Chief Larry Scirotto aims to reduce the bureau’s call volume from 200,000 calls to 50,000 calls this year


Photo/Pittsburgh Bureau of Police Facebook page

By Joanna Putman

PITTSBURGH —The Pittsburgh Bureau of Police has implemented a new response policy. Beginning March 11, officers will only respond to calls of in-progress emergencies, WPXI reported.

The policy is part of Chief Larry Scirotto’s efforts to reduce the bureau’s call volume from about 200,000 calls to about 50,000 calls this year, according to the report. Calls for criminal mischief, theft, harassment and many others will be handled by the telephone reporting unit or by online reporting.

“That allows our officers to be engaged in community in a way, now they’re at the YMCA instead of sitting on the 10th Street bypass with a bike complaint,” Scirotto stated.

The bureau will offload most parking issues to the Pittsburgh Parking Authority, according to the report. It will remove desk officers from precincts between the hours of 3 a.m.-7 a.m., and reduce the number of officers on overnight shifts.

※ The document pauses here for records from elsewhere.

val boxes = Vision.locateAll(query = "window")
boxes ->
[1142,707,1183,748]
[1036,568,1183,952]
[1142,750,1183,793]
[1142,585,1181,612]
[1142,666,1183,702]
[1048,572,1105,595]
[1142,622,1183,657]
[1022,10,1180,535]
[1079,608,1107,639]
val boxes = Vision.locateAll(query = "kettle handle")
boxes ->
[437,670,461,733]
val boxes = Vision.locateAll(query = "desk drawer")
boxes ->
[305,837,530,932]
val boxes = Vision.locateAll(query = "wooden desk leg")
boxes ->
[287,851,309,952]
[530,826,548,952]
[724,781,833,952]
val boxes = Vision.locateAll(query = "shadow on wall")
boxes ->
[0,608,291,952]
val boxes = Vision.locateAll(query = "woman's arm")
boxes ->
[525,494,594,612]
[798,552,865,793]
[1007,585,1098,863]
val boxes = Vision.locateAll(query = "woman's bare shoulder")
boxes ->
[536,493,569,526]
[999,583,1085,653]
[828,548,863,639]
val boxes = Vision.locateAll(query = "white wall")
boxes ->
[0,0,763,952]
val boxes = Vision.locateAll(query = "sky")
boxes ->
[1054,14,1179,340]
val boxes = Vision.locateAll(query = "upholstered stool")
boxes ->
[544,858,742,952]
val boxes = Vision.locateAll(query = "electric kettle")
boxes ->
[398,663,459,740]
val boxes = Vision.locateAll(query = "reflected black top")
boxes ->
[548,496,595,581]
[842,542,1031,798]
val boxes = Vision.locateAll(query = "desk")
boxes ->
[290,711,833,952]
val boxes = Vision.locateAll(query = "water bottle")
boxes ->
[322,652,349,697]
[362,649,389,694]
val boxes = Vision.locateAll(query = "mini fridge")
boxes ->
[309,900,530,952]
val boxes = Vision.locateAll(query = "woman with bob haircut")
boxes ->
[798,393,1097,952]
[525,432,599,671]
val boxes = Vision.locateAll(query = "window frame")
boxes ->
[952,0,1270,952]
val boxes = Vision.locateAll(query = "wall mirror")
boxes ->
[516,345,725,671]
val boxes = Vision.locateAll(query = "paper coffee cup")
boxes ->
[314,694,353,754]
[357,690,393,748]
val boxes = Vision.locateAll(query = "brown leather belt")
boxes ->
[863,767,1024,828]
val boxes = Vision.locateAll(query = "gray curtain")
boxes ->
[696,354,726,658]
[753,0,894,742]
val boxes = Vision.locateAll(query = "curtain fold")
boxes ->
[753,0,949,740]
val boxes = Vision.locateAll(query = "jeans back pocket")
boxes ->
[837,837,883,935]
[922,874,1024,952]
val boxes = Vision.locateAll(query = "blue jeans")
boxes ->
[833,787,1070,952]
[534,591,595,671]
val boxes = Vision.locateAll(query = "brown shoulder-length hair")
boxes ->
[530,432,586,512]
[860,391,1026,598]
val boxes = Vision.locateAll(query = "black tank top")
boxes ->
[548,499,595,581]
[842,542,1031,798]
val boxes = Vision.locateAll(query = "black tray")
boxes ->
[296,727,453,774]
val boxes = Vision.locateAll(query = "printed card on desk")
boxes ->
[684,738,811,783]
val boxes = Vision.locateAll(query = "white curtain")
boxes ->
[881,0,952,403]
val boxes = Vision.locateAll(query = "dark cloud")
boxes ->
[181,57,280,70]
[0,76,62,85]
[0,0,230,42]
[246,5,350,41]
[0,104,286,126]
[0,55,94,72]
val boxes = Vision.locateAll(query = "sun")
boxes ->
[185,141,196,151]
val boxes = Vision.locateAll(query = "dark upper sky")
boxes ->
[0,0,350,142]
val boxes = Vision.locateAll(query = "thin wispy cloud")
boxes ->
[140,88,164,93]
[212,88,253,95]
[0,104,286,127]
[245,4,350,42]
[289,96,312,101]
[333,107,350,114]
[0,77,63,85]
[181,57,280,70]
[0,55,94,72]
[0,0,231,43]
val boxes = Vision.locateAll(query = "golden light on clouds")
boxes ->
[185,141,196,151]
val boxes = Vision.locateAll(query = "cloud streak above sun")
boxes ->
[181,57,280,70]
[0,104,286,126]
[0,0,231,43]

“The staffing plan designed by police command is a direct response to a seriously understaffed police department,” said Bob Swartzwelder, FOP union President. “Only time will tell if the plan works or the Chief will need to pivot and modify his plan quickly. The FOP will be watching carefully for any contract violations that develop especially when non-emergency events come up such as St. Patrick’s Day, parades, large concerts, July 4th etc. In short, the FOP believes that the police department is seriously over-committed and under-resourced.”